If nothing else, you should at least recognize that you are a rigid and difficult person who needs to have things your way. You accepting who you are would probably go a long way towards her accepting it.
Anonymous
Anonymous wrote:It’s really hard to know what you want. It sounds like you have made up your mind and you avoid your wife as much as possible already. Are you hoping for a different relationship at the same time (open marriage?) because it sounds like things are pretty much what you are resigned to already?

I have a child with SN (though I’m guessing they are milder than your child’s based on your description) and there were periods of time I really didn’t think our marriage was going to make it. It is really hard to pour yourself into your kids so intensely and have anything left for your spouse. But I think it’s kind of BS to stay married and live together and give up entirely on the marriage. It’s terrible for your kids to see you stay with someone who you feel repulsed by. I wonder if the medication you are taking is affecting you sexually (?) and that is leading to repulsion? Not saying you should go off them, obviously, just that your reactions sound really extreme.

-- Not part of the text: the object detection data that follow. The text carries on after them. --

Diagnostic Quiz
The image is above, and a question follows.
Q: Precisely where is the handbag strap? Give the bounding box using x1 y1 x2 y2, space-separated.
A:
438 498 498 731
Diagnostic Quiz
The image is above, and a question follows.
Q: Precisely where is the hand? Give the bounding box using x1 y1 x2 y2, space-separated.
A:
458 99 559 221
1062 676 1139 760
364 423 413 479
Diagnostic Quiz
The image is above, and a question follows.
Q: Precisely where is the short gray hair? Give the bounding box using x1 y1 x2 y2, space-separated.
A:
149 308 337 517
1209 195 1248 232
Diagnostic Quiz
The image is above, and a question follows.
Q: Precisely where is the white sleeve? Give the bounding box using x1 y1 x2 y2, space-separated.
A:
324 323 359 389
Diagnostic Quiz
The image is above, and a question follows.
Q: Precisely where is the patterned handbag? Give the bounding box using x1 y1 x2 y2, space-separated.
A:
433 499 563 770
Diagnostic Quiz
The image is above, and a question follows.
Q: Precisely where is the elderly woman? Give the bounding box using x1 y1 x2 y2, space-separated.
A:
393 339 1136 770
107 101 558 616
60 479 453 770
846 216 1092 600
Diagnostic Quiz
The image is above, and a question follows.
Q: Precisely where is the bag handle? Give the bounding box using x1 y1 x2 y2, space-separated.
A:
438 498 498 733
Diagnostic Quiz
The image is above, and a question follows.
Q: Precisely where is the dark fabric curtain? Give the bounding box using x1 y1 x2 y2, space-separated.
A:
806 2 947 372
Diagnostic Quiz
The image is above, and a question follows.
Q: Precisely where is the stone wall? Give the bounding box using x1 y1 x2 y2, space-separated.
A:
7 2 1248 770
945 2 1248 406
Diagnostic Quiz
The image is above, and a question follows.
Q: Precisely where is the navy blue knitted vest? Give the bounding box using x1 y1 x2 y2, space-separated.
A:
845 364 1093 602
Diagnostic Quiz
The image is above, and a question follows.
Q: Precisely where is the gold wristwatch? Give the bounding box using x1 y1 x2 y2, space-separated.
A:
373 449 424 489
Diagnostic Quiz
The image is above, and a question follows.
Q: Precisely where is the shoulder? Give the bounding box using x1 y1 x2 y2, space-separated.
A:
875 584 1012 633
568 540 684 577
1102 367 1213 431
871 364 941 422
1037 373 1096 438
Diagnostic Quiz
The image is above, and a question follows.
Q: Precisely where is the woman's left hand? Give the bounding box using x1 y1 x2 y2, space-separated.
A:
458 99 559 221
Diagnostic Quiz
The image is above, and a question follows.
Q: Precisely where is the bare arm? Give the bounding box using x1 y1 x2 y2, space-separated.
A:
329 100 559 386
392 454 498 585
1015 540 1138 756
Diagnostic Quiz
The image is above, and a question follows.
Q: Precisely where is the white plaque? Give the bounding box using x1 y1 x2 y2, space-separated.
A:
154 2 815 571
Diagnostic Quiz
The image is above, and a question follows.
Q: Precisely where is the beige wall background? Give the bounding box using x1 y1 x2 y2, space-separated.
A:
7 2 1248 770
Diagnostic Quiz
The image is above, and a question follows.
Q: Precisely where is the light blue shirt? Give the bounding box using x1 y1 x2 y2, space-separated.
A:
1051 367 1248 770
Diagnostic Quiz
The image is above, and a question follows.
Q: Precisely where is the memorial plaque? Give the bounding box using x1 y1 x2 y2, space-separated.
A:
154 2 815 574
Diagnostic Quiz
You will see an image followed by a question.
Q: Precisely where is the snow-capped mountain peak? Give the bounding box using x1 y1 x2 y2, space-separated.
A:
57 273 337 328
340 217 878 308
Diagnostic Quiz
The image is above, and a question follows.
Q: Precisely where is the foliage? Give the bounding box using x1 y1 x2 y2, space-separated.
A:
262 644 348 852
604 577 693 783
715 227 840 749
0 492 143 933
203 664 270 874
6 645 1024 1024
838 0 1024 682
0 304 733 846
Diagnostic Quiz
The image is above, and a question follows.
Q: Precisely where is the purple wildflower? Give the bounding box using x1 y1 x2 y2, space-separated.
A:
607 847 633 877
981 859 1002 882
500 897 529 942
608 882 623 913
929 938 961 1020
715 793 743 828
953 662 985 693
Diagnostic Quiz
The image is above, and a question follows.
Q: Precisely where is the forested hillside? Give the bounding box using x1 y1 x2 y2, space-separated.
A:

Agree. SSRIs can impact attachment, Scientific American did a piece on it.
Anonymous
OP, are you possibly ASD yourself? Are your own neuro limitations a driver (ASD, ADD, etc.) and to avoid that you are projecting it onto your wife as justified? That you have difficulty forming attachments is something to work on for your benefit and that of your kids. Is it that she expects adult behaviors of you that you have trouble delivering that you resent her so much?
Anonymous
Anonymous wrote:
Anonymous wrote:Op, I am a woman and I am almost exactly in your shoes. Caregiving takes lots of my emotional energy away. My marriage has been partly of convenience. Separate beds and physical recoiling etc. Therapy is BS and hasn’t helped. Cannot get divorced because of logistics and finances. No desire or time to open the marriage. He still wants sex from me. I don’t know where we go from here. Just wanted you to know you were not alone.


You know the answers would be different if you wrote it. In your case it would be blamed on the man for not being there, only wanting sec, etc. in this case, since a man wrote it it needs to be twisted to he hides at work and doesn’t want to be a parent. It’s DCUM, always the guys fault.


I saw some posters clearly projecting their own situations on to yours.